FAIT DU JOUR Dans le Gard, le viager gagne du terrain
Au niveau national, le viager ne représente qu'un peu plus de 1% des transactions immobilières, soit entre 4 000 et 5 000 ventes par an. Mais petit à petit, et ce depuis la crise sanitaire, ce marché gagne du terrain, c'est le cas dans le Gard.
Le viager, Thérèse et Bernard Béguin n'y avaient jamais pensé jusqu'à cette fameuse discussion, par hasard, avec un voisin. Ce couple s'inquiétait alors de son avenir, du devenir de sa propriété située à Aubord, achetée en 1983. "Nous savons que nos deux enfants n'en veulent pas. Nous nous sommes alors demandés si nous devions la vendre et avons envisagé d'aller dans une résidence pour seniors", explique Thérèse, 74 ans. Un scénario qui ne les a pas totalement séduits, bien moins en tout cas que celui du viager, une idée qui a germé dans leur esprit depuis cet échange avec leur voisin donc.

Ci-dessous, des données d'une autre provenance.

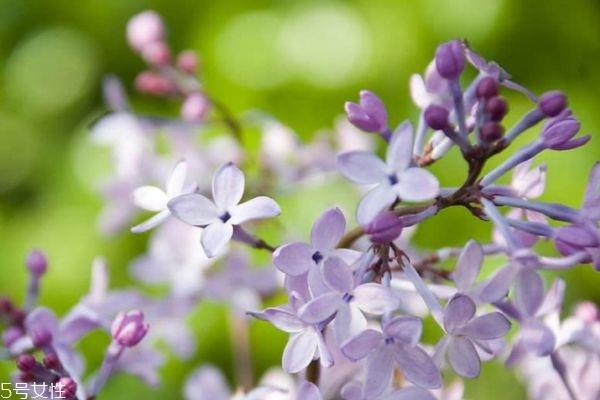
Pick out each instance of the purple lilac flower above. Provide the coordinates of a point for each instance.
(397, 343)
(219, 217)
(395, 178)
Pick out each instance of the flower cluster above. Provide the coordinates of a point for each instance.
(356, 298)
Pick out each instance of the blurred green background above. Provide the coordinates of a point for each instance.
(298, 60)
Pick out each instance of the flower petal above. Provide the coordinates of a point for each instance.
(360, 345)
(361, 167)
(468, 265)
(214, 237)
(417, 366)
(418, 184)
(256, 208)
(463, 357)
(374, 298)
(299, 351)
(150, 198)
(328, 230)
(399, 152)
(294, 259)
(193, 209)
(228, 186)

Encore méconnu dans le Gard comme un peu partout en France - les plus avertis sur le sujet se trouvent en Île-de-France et sur la Côte d'Azur -, le viager qui peut être occupé ou libre, consiste à vendre un logement à une personne qui verse en échange un bouquet de départ et une rente mensuelle - réindexée chaque année sur le coût de la vie - au vendeur jusqu'à son décès. Dans le cas d'un viager occupé, si le vendeur doit quitter les lieux pour des raisons de santé, les rentes lui sont toujours versées et réévaluées de 30%. Un principe qui questionne la moralité, la décote peut parfois atteindre les 60% et même au-delà. Cindy Montesinos et Kevin Lopes ne nient pas l'existence de pratiques indélicates de la part de certains acquéreurs. Mais les co-gérants de l'agence Bonheur à la clé créée il y a un an à Saint-Gervasy mettent un point d'honneur à leur fermer la porte dès qu'ils en démasquent un.
"Le viager n'est pas un pari sur la mort"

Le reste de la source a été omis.